La giornata di lavoro è stata improntata alla metodologia della ricerca-azione, calando direttamente i partecipanti nello svolgimento di attività laboratoriali di gruppo, per promuovere l’emersione dal basso di quelle “non ricette” indispensabili agli operatori. “In sottogruppi abbiamo esplorato la dimensione del tempo, della famiglia, della formazione e del lavoro, delle storie collettive e personali, dei contesti sociali e biografici e territoriali nelle diverse componenti”, ha spiegato Barbara Pierro. La giornata, aperta con un gioco di conoscenza e connessione, è stata organizzata in due sezioni: la prima dedicata alla condivisione delle criticità, che ha reso tutti meno soli e più forti, e la seconda al confronto per la ricerca di strategie efficaci nel promuovere dei validi processi integrati di presa in carico, attraverso l’interazione tra Servizio Sociale e Terzo Settore.
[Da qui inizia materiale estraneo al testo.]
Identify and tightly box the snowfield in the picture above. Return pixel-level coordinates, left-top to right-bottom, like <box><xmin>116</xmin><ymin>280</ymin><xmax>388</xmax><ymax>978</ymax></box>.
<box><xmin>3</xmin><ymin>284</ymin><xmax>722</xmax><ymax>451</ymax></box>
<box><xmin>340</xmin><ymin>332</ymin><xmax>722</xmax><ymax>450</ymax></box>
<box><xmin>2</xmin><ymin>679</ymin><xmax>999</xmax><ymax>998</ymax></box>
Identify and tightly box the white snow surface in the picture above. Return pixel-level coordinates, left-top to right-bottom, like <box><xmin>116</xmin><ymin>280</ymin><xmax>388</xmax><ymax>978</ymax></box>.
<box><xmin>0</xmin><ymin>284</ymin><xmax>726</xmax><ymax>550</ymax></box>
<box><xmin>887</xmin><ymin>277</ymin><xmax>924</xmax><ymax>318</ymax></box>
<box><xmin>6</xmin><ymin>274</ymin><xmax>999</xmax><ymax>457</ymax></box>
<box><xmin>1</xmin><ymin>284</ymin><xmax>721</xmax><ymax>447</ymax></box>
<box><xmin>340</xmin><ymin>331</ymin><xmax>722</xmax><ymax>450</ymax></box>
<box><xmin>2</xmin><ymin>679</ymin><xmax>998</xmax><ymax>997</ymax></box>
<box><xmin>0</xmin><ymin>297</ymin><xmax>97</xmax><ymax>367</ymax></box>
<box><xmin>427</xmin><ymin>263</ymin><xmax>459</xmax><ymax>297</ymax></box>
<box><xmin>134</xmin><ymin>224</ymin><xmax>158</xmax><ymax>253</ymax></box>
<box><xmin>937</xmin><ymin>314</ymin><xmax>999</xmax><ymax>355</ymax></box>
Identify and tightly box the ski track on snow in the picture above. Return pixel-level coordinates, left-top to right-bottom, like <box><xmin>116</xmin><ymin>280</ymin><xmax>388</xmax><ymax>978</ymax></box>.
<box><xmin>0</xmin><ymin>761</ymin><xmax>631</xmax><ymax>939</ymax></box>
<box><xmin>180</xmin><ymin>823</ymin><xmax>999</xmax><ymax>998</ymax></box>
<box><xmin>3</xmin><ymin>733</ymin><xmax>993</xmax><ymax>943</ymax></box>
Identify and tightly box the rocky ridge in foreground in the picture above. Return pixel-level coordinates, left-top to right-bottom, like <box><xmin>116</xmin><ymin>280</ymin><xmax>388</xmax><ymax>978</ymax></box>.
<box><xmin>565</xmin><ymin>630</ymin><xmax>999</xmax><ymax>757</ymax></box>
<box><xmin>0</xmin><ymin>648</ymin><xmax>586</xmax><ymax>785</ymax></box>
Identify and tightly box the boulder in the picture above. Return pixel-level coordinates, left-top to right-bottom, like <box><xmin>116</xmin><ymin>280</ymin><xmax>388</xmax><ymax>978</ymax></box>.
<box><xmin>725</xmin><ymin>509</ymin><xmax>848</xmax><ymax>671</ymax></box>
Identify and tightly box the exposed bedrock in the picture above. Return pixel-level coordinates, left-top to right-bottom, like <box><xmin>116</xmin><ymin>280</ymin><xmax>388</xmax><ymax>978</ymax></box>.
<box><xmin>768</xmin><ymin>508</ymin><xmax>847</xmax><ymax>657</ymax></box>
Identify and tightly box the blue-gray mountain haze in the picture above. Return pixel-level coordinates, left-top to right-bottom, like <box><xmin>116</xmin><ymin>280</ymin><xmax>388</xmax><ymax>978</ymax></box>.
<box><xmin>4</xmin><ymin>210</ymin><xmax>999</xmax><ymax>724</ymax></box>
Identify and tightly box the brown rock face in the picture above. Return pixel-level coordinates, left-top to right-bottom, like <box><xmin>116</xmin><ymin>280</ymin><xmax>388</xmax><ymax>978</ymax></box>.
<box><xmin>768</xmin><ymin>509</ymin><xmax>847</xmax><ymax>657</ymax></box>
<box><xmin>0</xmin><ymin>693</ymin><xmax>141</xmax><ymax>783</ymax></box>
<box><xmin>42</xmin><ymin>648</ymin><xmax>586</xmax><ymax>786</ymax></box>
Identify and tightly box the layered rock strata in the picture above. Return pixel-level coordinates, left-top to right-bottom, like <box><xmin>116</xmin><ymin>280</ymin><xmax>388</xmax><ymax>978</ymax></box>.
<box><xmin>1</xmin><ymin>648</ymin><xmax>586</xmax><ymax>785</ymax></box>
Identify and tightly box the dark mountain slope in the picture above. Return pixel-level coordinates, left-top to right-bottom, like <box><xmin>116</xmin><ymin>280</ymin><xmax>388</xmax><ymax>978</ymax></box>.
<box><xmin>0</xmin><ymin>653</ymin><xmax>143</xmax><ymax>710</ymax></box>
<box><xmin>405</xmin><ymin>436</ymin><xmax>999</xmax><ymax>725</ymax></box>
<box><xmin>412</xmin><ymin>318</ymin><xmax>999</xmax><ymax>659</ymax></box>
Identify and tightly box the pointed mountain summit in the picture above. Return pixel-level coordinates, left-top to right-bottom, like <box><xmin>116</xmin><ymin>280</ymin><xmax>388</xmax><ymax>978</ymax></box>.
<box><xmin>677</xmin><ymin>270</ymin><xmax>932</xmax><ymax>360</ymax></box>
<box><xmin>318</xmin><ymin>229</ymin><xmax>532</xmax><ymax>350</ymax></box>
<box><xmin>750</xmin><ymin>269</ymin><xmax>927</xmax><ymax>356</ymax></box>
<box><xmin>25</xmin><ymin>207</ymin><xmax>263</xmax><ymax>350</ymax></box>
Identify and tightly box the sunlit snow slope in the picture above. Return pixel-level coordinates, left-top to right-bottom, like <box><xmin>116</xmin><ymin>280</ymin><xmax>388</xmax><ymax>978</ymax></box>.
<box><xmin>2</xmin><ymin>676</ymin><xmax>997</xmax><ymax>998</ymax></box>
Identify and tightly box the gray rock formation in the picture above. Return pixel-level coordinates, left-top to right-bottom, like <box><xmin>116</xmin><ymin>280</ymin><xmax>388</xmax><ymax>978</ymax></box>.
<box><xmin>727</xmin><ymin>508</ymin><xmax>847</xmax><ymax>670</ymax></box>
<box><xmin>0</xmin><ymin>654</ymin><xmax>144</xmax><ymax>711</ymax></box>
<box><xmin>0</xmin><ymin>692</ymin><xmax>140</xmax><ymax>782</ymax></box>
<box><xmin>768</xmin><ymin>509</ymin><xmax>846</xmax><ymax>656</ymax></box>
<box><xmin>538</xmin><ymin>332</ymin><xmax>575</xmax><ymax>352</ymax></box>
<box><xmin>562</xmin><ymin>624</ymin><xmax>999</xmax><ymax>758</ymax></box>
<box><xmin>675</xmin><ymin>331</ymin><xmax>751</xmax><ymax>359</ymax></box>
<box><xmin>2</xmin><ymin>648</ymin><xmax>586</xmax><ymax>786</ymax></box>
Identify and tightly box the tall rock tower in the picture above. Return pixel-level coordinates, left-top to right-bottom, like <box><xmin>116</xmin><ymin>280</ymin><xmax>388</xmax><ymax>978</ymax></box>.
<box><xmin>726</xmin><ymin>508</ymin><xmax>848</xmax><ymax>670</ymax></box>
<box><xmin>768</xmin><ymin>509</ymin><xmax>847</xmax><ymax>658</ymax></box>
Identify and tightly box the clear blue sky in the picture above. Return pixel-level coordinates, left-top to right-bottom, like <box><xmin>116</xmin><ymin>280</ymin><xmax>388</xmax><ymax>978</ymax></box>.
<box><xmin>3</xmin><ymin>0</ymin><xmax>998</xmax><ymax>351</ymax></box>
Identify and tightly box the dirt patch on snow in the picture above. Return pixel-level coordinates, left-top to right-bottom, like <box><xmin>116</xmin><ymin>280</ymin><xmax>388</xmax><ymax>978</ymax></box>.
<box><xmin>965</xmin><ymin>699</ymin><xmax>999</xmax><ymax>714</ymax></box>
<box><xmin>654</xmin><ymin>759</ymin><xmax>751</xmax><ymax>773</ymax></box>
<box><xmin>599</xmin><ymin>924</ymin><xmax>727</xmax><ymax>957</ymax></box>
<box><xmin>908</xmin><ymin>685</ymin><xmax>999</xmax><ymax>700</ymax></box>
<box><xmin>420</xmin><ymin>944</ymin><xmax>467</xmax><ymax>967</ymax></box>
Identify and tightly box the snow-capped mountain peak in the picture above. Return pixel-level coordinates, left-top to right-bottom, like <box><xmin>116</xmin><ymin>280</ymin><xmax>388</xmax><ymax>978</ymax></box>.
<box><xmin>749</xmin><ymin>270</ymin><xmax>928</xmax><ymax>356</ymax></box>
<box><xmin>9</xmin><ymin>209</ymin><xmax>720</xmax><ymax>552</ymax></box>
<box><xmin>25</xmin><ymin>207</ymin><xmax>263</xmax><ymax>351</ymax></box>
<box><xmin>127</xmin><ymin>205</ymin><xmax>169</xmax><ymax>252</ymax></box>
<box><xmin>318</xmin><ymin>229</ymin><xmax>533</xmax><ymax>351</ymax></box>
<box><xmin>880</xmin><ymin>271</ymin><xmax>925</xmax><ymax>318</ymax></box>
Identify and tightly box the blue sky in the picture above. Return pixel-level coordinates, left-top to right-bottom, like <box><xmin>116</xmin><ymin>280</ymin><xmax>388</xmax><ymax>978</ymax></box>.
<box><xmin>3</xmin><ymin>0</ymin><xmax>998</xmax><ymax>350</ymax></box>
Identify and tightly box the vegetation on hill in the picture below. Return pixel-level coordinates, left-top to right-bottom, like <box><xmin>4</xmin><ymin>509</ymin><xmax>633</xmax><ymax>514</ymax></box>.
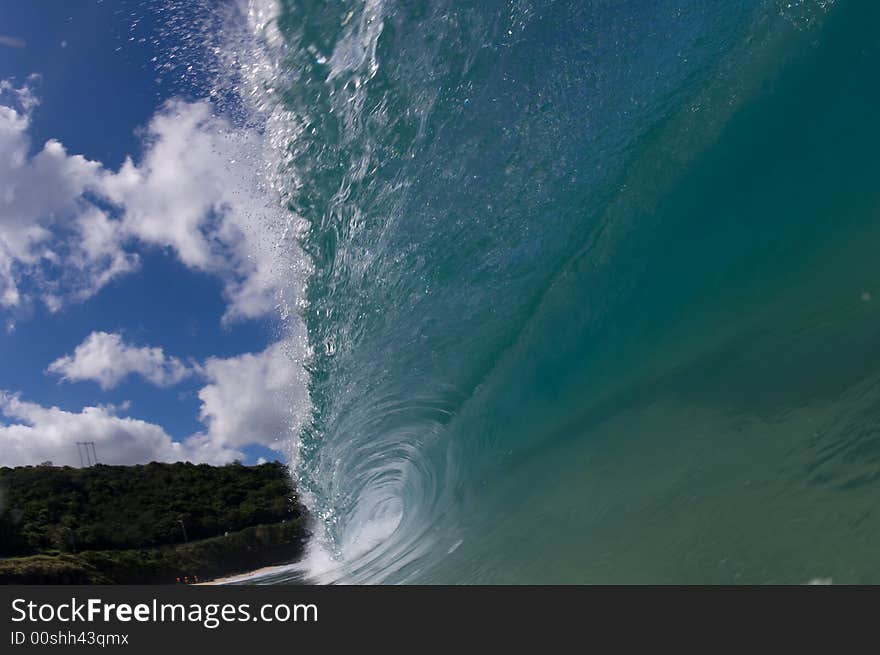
<box><xmin>0</xmin><ymin>461</ymin><xmax>309</xmax><ymax>583</ymax></box>
<box><xmin>0</xmin><ymin>461</ymin><xmax>301</xmax><ymax>556</ymax></box>
<box><xmin>0</xmin><ymin>521</ymin><xmax>306</xmax><ymax>584</ymax></box>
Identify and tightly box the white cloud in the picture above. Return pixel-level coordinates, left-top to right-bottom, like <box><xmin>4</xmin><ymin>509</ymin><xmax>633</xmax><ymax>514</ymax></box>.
<box><xmin>0</xmin><ymin>335</ymin><xmax>312</xmax><ymax>467</ymax></box>
<box><xmin>47</xmin><ymin>331</ymin><xmax>191</xmax><ymax>390</ymax></box>
<box><xmin>0</xmin><ymin>78</ymin><xmax>138</xmax><ymax>310</ymax></box>
<box><xmin>0</xmin><ymin>77</ymin><xmax>37</xmax><ymax>111</ymax></box>
<box><xmin>195</xmin><ymin>334</ymin><xmax>310</xmax><ymax>456</ymax></box>
<box><xmin>100</xmin><ymin>98</ymin><xmax>305</xmax><ymax>323</ymax></box>
<box><xmin>0</xmin><ymin>78</ymin><xmax>307</xmax><ymax>323</ymax></box>
<box><xmin>0</xmin><ymin>392</ymin><xmax>241</xmax><ymax>467</ymax></box>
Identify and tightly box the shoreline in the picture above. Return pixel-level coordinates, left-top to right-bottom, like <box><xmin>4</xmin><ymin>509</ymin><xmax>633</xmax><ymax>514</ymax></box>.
<box><xmin>0</xmin><ymin>462</ymin><xmax>309</xmax><ymax>584</ymax></box>
<box><xmin>0</xmin><ymin>520</ymin><xmax>307</xmax><ymax>584</ymax></box>
<box><xmin>198</xmin><ymin>563</ymin><xmax>300</xmax><ymax>585</ymax></box>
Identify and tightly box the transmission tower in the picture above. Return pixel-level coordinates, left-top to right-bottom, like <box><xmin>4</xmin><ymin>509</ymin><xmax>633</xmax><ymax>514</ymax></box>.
<box><xmin>75</xmin><ymin>442</ymin><xmax>99</xmax><ymax>466</ymax></box>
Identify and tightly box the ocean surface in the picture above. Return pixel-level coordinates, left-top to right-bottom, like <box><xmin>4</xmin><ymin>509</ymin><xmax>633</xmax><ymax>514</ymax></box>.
<box><xmin>207</xmin><ymin>0</ymin><xmax>880</xmax><ymax>583</ymax></box>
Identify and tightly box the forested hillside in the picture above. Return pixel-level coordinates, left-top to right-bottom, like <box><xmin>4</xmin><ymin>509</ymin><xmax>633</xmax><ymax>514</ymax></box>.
<box><xmin>0</xmin><ymin>461</ymin><xmax>304</xmax><ymax>557</ymax></box>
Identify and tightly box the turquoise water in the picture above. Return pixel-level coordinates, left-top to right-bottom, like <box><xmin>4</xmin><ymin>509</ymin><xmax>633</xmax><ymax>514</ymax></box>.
<box><xmin>256</xmin><ymin>0</ymin><xmax>880</xmax><ymax>583</ymax></box>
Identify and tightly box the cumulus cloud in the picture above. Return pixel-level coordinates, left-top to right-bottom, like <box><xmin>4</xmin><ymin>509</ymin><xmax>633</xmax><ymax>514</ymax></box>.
<box><xmin>0</xmin><ymin>77</ymin><xmax>37</xmax><ymax>111</ymax></box>
<box><xmin>195</xmin><ymin>334</ymin><xmax>310</xmax><ymax>456</ymax></box>
<box><xmin>0</xmin><ymin>78</ymin><xmax>138</xmax><ymax>310</ymax></box>
<box><xmin>47</xmin><ymin>331</ymin><xmax>192</xmax><ymax>390</ymax></box>
<box><xmin>0</xmin><ymin>392</ymin><xmax>241</xmax><ymax>468</ymax></box>
<box><xmin>1</xmin><ymin>335</ymin><xmax>310</xmax><ymax>467</ymax></box>
<box><xmin>0</xmin><ymin>73</ymin><xmax>312</xmax><ymax>465</ymax></box>
<box><xmin>101</xmin><ymin>98</ymin><xmax>305</xmax><ymax>323</ymax></box>
<box><xmin>0</xmin><ymin>78</ymin><xmax>305</xmax><ymax>323</ymax></box>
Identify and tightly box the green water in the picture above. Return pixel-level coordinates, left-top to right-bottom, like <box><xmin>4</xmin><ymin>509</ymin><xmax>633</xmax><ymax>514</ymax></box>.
<box><xmin>263</xmin><ymin>0</ymin><xmax>880</xmax><ymax>583</ymax></box>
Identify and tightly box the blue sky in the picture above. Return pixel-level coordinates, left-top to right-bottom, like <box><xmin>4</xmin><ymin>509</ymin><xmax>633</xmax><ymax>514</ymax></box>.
<box><xmin>0</xmin><ymin>1</ymin><xmax>309</xmax><ymax>467</ymax></box>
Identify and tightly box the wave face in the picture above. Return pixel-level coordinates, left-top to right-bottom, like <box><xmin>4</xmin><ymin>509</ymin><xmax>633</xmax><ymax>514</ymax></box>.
<box><xmin>247</xmin><ymin>0</ymin><xmax>880</xmax><ymax>583</ymax></box>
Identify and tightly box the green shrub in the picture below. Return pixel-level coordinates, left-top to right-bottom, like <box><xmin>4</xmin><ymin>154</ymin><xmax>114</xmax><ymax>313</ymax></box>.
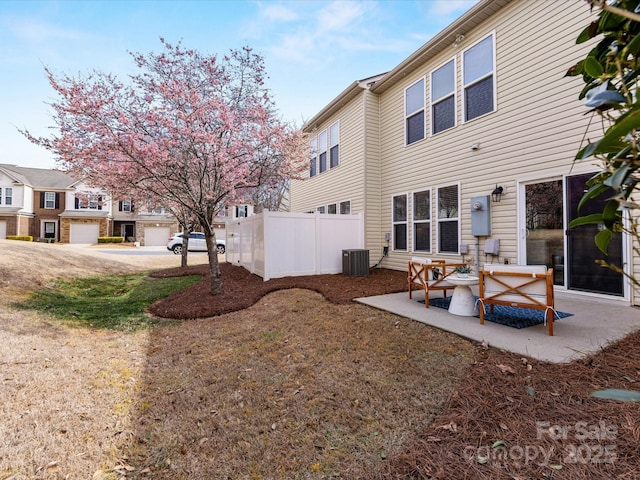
<box><xmin>97</xmin><ymin>236</ymin><xmax>125</xmax><ymax>244</ymax></box>
<box><xmin>6</xmin><ymin>235</ymin><xmax>33</xmax><ymax>242</ymax></box>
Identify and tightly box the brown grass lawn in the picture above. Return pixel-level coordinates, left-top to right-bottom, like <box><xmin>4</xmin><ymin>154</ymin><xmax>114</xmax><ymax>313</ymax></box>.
<box><xmin>0</xmin><ymin>240</ymin><xmax>474</xmax><ymax>479</ymax></box>
<box><xmin>2</xmin><ymin>239</ymin><xmax>639</xmax><ymax>480</ymax></box>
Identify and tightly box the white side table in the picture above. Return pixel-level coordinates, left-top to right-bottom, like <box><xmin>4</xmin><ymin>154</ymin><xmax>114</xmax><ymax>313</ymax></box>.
<box><xmin>446</xmin><ymin>275</ymin><xmax>479</xmax><ymax>316</ymax></box>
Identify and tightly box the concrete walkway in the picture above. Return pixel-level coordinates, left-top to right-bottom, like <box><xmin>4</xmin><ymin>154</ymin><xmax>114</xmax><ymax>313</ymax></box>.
<box><xmin>355</xmin><ymin>289</ymin><xmax>640</xmax><ymax>364</ymax></box>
Tempo, famiglia, lavoro e formazione, rete e comunicazione sono le parole chiave del successo. “Vogliamo provare a testimoniare che esiste una possibilità per questi ragazzi e che esiste un futuro possibile che può essere costruito attraverso la mediazione del progetto – ha concluso Francesca D’Onofrio – e che può riparare al danno che il ragazzo ha fatto nella società, verso se stesso o verso gli altri, anche costruendo un futuro migliore, per lui, la sua famiglia e per il territorio in cui vive”.